The newest
Pope and leader of the Catholic faith from the Vatican, Francis, is working on
building bonds between the world’s other major religion (by number of followers
alone, at least), Islam. Pope Francis is discouraged by the suffering that he
sees around him and feels that there is a more productive way to affect positive
change, namely by forging better relations with Islam and its charitable and
humanitarian capacity. He stressed the necessity of people of faith banding
together to help perform positive acts the world over.
Moreover, the
Pope has divisions within Catholicism that he has to deal with as well. There
are growing numbers of Catholics who no longer feel that contraception and
other traditionally forbidden facets of life for those who follow the direction
of the Church, especially in the West, while “African Catholics have said they
want the new pope to champion traditional Church teachings.”
This was a
shorter article than I normally would use, and it is from a source that is not
quite on par with a site like Al Jazeera or the BBC, however I think despite
all this there is a lot packed in. The necessity of coming to terms with the
fact that there are two very powerful faiths and that there are some equally
powerful divisions within the Pope’s own infrastructure – both of these aspects
will affect how the papacy works for the duration of his tenure in office.
Islam and
Catholicism of course have had a historically tortured relationship, and in the
Middle East the Crusades are not as much a thing of the past as they are in the
West. The stereotypes of Islam are also dangerous, but so are the beliefs about
Catholics that some people have; in England they still are not technically
allowed to have a Catholic Prime Minister and in the United States many
rebelled at the idea of a Catholic President in John F. Kennedy.
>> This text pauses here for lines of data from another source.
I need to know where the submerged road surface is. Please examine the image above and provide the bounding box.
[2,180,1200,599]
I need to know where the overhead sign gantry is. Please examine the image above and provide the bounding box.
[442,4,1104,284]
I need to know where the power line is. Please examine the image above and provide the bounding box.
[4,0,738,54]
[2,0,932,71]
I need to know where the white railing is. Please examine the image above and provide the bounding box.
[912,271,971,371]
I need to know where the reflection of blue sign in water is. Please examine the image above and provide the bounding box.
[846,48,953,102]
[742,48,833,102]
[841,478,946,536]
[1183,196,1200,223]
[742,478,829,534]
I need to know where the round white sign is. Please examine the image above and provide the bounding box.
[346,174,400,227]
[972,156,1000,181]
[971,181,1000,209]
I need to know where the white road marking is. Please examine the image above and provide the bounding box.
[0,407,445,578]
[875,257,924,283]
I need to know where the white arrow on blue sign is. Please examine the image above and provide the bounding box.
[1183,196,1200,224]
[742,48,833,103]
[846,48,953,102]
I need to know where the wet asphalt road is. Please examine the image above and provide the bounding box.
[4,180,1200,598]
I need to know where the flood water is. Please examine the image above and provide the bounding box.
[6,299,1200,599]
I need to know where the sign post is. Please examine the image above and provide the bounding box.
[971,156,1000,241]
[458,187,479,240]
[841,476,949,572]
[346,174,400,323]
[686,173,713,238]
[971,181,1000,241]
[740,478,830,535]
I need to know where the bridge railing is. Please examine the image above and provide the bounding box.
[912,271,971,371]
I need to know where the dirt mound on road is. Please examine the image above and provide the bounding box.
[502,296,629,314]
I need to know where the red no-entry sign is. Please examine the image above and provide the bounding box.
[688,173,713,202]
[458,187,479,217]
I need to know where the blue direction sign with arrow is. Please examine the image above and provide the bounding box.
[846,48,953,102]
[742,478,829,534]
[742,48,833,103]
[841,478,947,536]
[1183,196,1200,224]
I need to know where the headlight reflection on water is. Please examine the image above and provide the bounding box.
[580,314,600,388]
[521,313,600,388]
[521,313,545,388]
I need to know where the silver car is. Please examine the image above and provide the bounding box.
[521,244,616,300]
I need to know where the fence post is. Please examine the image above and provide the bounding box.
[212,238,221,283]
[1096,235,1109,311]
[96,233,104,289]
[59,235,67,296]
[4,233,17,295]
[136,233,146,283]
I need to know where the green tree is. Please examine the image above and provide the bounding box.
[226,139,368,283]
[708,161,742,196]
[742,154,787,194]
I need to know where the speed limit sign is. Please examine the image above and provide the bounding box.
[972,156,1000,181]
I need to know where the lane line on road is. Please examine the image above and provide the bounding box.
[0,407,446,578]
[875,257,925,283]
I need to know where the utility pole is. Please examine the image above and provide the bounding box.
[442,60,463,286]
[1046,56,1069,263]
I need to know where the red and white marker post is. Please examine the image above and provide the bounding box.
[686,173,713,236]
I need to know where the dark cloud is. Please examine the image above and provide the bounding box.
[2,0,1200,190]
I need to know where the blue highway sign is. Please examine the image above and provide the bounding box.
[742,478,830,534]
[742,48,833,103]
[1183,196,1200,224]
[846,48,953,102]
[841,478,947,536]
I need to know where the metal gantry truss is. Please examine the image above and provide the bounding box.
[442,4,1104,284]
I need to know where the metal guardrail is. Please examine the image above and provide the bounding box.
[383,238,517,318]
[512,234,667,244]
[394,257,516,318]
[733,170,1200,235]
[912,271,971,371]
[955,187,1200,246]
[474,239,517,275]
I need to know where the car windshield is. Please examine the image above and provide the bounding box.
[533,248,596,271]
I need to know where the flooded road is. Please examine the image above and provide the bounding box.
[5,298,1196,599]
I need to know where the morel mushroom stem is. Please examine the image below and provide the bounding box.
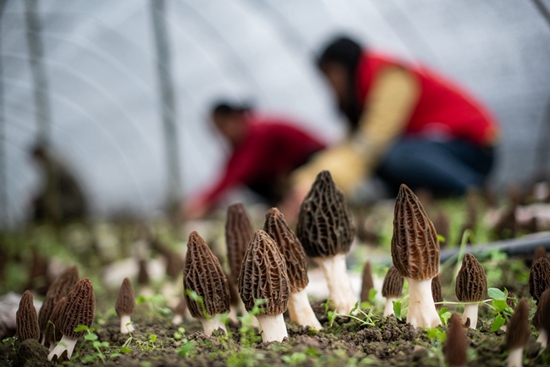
[288,288,323,330]
[256,313,288,342]
[406,278,441,328]
[313,254,358,315]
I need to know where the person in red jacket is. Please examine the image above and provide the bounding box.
[294,37,498,200]
[184,102,324,219]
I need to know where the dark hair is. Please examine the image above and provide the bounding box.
[317,36,364,129]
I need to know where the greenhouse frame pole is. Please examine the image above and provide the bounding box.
[151,0,181,216]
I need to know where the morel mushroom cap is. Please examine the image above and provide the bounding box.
[15,291,40,341]
[61,278,95,339]
[529,257,550,303]
[38,266,78,332]
[225,203,254,280]
[183,231,229,318]
[391,184,439,280]
[382,266,405,298]
[239,230,290,315]
[455,254,487,302]
[264,208,309,293]
[296,171,355,257]
[115,278,136,317]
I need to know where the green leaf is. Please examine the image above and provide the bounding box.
[491,315,506,333]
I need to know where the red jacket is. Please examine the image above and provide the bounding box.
[356,52,498,145]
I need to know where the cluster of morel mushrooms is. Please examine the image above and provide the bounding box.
[11,171,550,366]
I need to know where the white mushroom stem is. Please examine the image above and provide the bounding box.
[537,329,548,348]
[256,314,288,342]
[199,315,227,335]
[120,315,135,334]
[384,297,397,317]
[288,288,323,330]
[508,347,523,367]
[48,335,78,361]
[313,254,358,315]
[406,278,441,328]
[461,303,479,330]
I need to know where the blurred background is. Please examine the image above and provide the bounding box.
[0,0,550,227]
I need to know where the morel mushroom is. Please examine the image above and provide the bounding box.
[533,289,550,348]
[264,208,323,330]
[444,313,468,367]
[239,230,290,342]
[382,266,405,317]
[48,278,95,361]
[15,291,40,342]
[38,266,78,346]
[391,184,441,327]
[361,260,374,302]
[183,231,229,335]
[455,254,487,329]
[506,299,531,367]
[529,257,550,304]
[296,171,357,314]
[115,278,136,334]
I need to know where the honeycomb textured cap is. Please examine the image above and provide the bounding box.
[506,299,531,349]
[225,203,254,280]
[115,278,136,317]
[444,313,469,366]
[61,278,95,339]
[183,231,230,318]
[382,265,405,298]
[264,208,309,293]
[455,254,487,302]
[391,184,439,280]
[239,230,290,315]
[296,171,355,257]
[529,257,550,303]
[38,266,78,332]
[15,291,40,342]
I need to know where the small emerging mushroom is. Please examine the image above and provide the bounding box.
[183,231,229,335]
[15,290,40,342]
[264,208,323,330]
[239,230,290,342]
[444,313,469,367]
[533,289,550,348]
[506,299,531,367]
[455,254,487,329]
[529,257,550,304]
[391,184,441,327]
[382,265,405,317]
[361,260,374,302]
[296,171,357,314]
[115,278,136,334]
[48,278,95,361]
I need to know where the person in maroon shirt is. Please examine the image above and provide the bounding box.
[184,103,325,219]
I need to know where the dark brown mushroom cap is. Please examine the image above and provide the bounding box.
[361,260,374,302]
[529,257,550,303]
[15,291,40,342]
[38,266,78,332]
[506,299,531,349]
[239,230,290,315]
[225,203,254,280]
[115,278,136,317]
[296,171,355,257]
[61,278,95,339]
[446,314,469,367]
[183,231,230,318]
[391,184,439,280]
[264,208,309,293]
[44,297,67,346]
[455,254,487,302]
[382,265,405,298]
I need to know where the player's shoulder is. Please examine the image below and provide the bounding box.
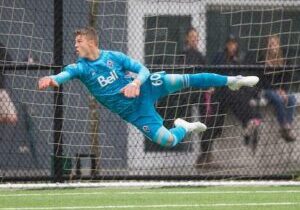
[102,50,125,60]
[64,58,84,73]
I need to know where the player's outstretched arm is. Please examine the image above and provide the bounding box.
[38,76,59,90]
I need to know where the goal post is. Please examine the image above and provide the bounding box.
[0,0,300,186]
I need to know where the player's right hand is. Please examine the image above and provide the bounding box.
[38,77,58,90]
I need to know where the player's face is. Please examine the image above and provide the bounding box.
[187,31,199,49]
[75,35,91,58]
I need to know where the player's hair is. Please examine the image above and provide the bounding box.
[75,26,99,46]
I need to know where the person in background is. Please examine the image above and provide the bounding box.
[206,36,262,152]
[0,43,18,124]
[259,35,296,142]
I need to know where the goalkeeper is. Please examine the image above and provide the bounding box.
[38,27,259,147]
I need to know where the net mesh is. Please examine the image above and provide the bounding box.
[0,0,300,180]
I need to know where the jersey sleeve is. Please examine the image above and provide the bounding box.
[50,64,80,85]
[120,53,150,84]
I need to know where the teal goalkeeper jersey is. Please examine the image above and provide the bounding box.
[51,50,150,118]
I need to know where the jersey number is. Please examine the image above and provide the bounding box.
[150,73,163,86]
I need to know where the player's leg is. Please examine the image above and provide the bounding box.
[150,73,259,97]
[131,112,206,147]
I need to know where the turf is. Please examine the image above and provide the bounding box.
[0,186,300,210]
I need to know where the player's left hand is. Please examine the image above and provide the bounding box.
[121,80,141,98]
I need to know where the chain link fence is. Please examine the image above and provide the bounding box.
[0,0,300,181]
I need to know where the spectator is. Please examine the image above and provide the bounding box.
[183,27,206,65]
[206,36,261,151]
[0,43,18,124]
[180,27,219,168]
[259,35,296,142]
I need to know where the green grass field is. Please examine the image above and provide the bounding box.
[0,186,300,210]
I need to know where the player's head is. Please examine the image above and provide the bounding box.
[267,35,280,53]
[185,27,199,49]
[75,27,99,57]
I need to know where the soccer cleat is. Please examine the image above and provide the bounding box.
[174,118,207,133]
[228,75,259,90]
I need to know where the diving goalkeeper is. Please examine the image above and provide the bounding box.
[38,27,259,147]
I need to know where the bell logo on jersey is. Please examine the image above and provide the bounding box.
[97,71,119,87]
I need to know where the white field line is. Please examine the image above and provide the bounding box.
[0,190,300,198]
[0,202,300,210]
[0,181,300,189]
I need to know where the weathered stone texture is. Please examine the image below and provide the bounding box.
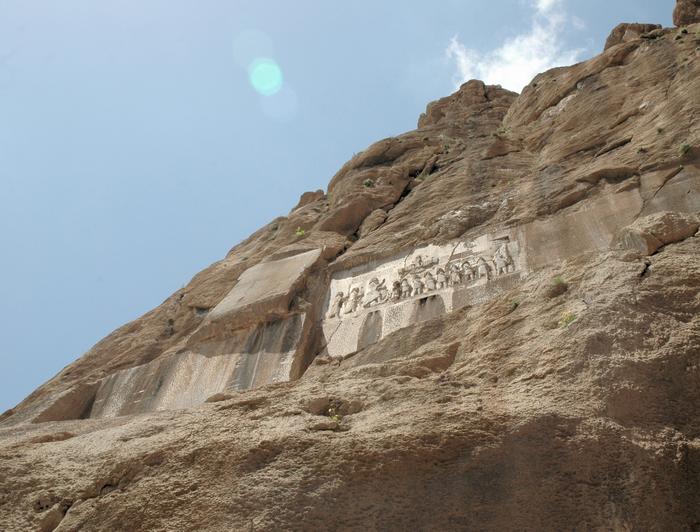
[673,0,700,26]
[0,2,700,530]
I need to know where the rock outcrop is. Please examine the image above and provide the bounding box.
[673,0,700,26]
[0,2,700,530]
[605,23,661,50]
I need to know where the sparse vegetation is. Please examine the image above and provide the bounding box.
[558,312,577,329]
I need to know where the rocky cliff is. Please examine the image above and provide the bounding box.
[0,5,700,530]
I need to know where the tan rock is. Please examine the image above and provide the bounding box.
[673,0,700,26]
[605,23,661,50]
[0,3,700,530]
[612,211,700,256]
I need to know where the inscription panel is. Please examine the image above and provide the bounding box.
[322,232,523,357]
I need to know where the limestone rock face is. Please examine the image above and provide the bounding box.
[673,0,700,26]
[0,8,700,530]
[605,23,661,50]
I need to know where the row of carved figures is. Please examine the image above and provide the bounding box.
[328,244,515,318]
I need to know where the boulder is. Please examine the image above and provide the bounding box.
[673,0,700,26]
[605,23,661,50]
[613,211,700,256]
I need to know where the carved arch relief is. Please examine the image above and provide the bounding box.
[323,233,521,356]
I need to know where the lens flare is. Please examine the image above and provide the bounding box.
[248,57,282,96]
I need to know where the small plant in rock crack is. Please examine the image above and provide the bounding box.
[558,312,577,329]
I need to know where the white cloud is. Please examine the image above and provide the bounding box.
[445,0,581,92]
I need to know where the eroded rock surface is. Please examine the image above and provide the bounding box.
[0,6,700,530]
[673,0,700,26]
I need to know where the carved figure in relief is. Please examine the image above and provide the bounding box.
[424,272,435,291]
[364,277,389,308]
[328,292,345,318]
[401,279,413,299]
[435,268,447,290]
[448,262,462,286]
[462,260,476,281]
[493,243,515,275]
[398,255,439,277]
[411,274,423,296]
[345,287,364,314]
[391,281,401,301]
[476,257,491,279]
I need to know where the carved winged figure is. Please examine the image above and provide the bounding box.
[435,268,447,290]
[364,277,389,308]
[345,287,364,314]
[411,273,423,296]
[424,272,435,292]
[391,281,401,301]
[328,292,345,318]
[493,243,513,275]
[476,257,491,279]
[462,260,476,281]
[401,278,413,299]
[447,262,462,286]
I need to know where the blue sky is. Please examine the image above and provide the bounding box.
[0,0,674,411]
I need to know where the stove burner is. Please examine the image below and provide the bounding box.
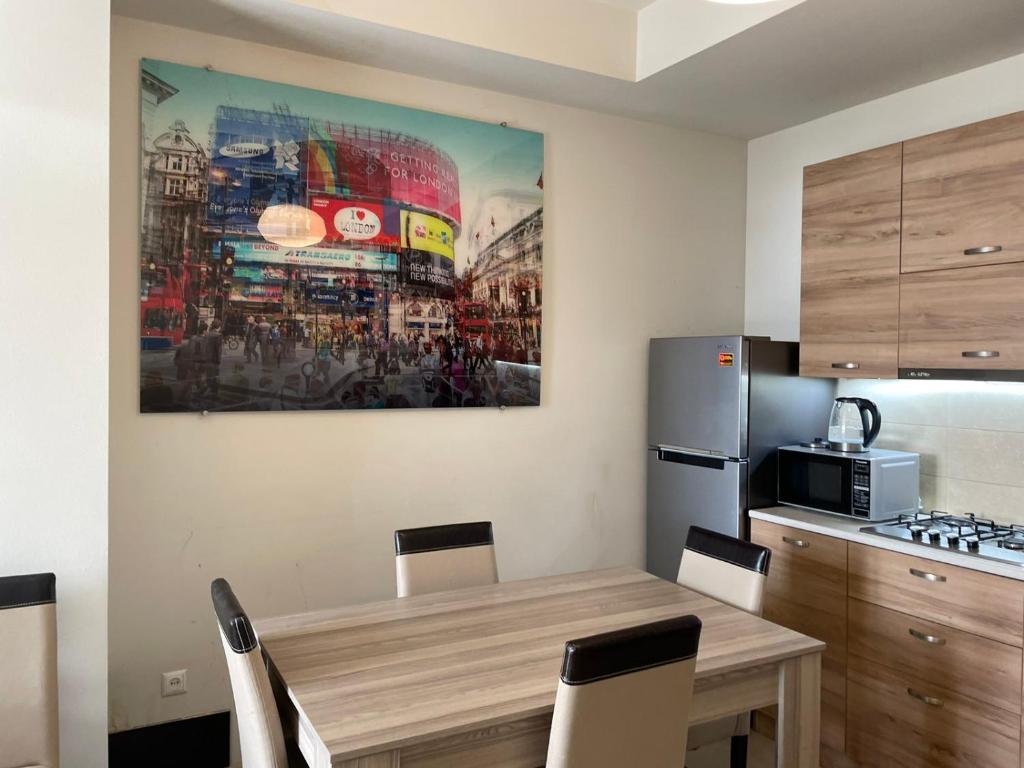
[862,511,1024,565]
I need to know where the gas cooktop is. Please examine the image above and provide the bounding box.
[861,511,1024,565]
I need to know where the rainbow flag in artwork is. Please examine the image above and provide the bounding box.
[307,120,342,195]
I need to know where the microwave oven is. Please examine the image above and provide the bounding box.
[778,445,921,520]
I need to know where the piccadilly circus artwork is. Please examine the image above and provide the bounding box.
[139,59,544,413]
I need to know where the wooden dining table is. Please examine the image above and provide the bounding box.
[256,567,824,768]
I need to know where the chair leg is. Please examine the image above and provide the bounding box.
[729,736,746,768]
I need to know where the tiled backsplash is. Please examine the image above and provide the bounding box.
[839,380,1024,524]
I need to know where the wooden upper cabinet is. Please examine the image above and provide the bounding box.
[800,144,902,379]
[899,263,1024,376]
[902,112,1024,272]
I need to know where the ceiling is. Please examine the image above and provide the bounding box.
[112,0,1024,138]
[596,0,655,10]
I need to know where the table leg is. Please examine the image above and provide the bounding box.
[341,750,401,768]
[775,653,821,768]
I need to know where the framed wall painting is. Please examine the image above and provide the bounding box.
[138,59,544,413]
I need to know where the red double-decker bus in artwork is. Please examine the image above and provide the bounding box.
[139,265,185,350]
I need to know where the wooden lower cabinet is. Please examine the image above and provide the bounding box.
[848,599,1021,715]
[751,519,1024,768]
[751,520,847,760]
[847,656,1021,768]
[849,544,1024,648]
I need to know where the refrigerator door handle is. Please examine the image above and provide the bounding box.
[657,445,746,469]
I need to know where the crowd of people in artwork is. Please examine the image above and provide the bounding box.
[142,315,541,411]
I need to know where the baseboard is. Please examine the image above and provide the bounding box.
[109,712,231,768]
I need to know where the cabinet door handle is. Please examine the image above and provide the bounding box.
[906,688,945,707]
[782,536,811,549]
[961,349,999,357]
[909,627,946,645]
[910,568,946,584]
[964,246,1002,256]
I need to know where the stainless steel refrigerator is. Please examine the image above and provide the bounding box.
[647,336,836,580]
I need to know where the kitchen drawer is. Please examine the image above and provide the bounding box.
[847,599,1021,713]
[847,656,1021,768]
[849,544,1024,648]
[899,264,1024,371]
[901,112,1024,272]
[751,519,847,752]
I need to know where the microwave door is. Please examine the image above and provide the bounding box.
[778,451,853,515]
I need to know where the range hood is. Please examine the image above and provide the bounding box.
[899,368,1024,381]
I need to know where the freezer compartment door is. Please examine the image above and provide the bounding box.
[647,451,746,582]
[647,336,748,459]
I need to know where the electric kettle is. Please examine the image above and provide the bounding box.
[828,397,882,454]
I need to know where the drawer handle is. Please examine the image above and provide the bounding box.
[909,627,946,645]
[961,349,999,357]
[910,568,946,584]
[906,688,945,707]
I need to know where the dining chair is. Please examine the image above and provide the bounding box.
[394,522,498,597]
[546,615,700,768]
[210,579,306,768]
[676,525,771,768]
[0,573,60,768]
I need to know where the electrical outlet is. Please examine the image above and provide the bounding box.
[160,670,188,696]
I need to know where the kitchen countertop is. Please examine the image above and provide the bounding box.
[750,507,1024,582]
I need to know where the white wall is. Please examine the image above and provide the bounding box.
[746,55,1024,340]
[0,0,110,768]
[110,17,745,765]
The Pope is
taking a bigger step than it may seem – from a regime that has the potential to
be very rigid in its tenets, the capacity to try to keep the peace, on both ends,
could help ease the traditional tensions between Catholics and Muslims.
On the home
front for Pope Francis, the fact that Catholics are no longer as united as they
might have been also reflects the division between the more developed countries
of the world and the global south. With modernization may come secularization and
the shift in beliefs, especially in the position of women in the world and what
their rights are, and whether or not contraception and/or abortion are human
rights for women. The Pope has to, in all likelihood, address and appease two
sects of the same faith that used to be more monolithic, especially when
Catholicism used to be confined to Europe.
One of the
buzzwords in education for at least the last ten years is “Twenty-First Century
Learners” – the Pope may now be dealing with “Twenty-First Century Catholicism,”
something that other Popes have not necessarily had to struggle with.